I realized early on in my single for life adventure that there was a flaw in my system.
The flaw, as some of you may have already guessed, is what to do about sex.
Now, for some, this isn’t a flaw at all. Unfortunately, for me (and maybe others of you out there) I don’t have an eff buddy (nor have I had much luck with them in the past) nor do I have a friend with special benefits (this, too, in the past has proven to be a special kind of disaster). And while I know, thanks to one of my guy friends, that getting a stranger to have sex with me is as easy as walking into a bar and just saying, “Yes.” I’ve never been super comfortable with one night stands. Yes, I have enjoyed my share, but the self inflicted guilt and shame I experienced the next morning (which has increased over the years) diminished any enjoyment I remember from the evening prior.
So, what does a girl like me do for a little something-something? This is the exact question that my dear friend Cricket and I were contemplating over a pitcher or tequila. Because the whole thing has be recently fantasizing about a relationship. A relationship I don’t want anywhere else but the bedroom.

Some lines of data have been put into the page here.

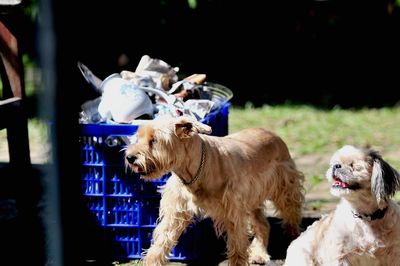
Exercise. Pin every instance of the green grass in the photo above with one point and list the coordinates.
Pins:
(313, 134)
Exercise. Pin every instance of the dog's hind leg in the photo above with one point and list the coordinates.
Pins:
(175, 216)
(258, 248)
(237, 238)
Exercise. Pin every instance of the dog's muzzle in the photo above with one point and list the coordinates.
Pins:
(130, 158)
(137, 168)
(337, 173)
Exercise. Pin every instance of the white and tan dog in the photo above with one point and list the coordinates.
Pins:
(226, 178)
(364, 229)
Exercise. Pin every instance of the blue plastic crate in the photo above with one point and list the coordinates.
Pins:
(123, 203)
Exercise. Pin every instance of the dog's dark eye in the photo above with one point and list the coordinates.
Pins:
(152, 142)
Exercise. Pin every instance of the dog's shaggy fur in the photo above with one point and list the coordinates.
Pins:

Cricket is still on the fence about the whole single for life thing for herself, but she fully embraces it for me. She too, is just concerned about my lack of yummy, especially as it concerns my inability to carry on a conversation with Hot Attorney, but more on that later.
The first obvious solution was that I get involved with a professional baseball player. And while I am still working this angle, I figured it would make sense to explore other options as well. Especially for those of you out there that don’t live in a city with a professional baseball team.
Another option that came to us after our third round was getting involved with a married man. Forgetting for a moment the moral objections one might have with this arrangement, for someone like me, this could work. However, I really try to keep my life as drama free as humanly possible and sleeping with another woman’s husband is just inviting crazy into my apartment.
Still, a married man wouldn’t likely develop feelings for me. The boundaries of our relationship would be very clear, dictated by the fact that he has a wife he shares his feelings with. I would just be someone he shared his bed with. And really, isn’t that what brings so many of these friends with benefits relationships crashing to a halt. Often, one of the partners confuses sex (or the hormonal release post orgasm) with love. For my part, I can control how I feel (and even when I can’t, I can get out before I get too hurt). But what about him? What happens if its his line that starts blurring? I like hurting people even less than I like drama in my living room (unless it is Law & Order).
Ideally, what I am looking for is someone I find attractive, but could never actually be attracted to. So he would have to be less than smart and/or less than funny and/or a Dallas Cowboys fan. He would also need to find me attractive without being attracted to me. Maybe there is an expiration date (he is only in Philadelphia for school or a work assignment) or perhaps he has a rule about falling in love with someone who worships Peyton Manning.
So Cricket suggested I try meditating before bed, focusing on exactly what I am looking for and then asking the universe to bring him to me. We then agreed this seems a lot like masturbation, so I decided I would also put this out in this universe and see if you guys could bring me a solution.
But know this, other spinsters, I am working on the problem. And when I find an answer that works for all of us, I will share it with you.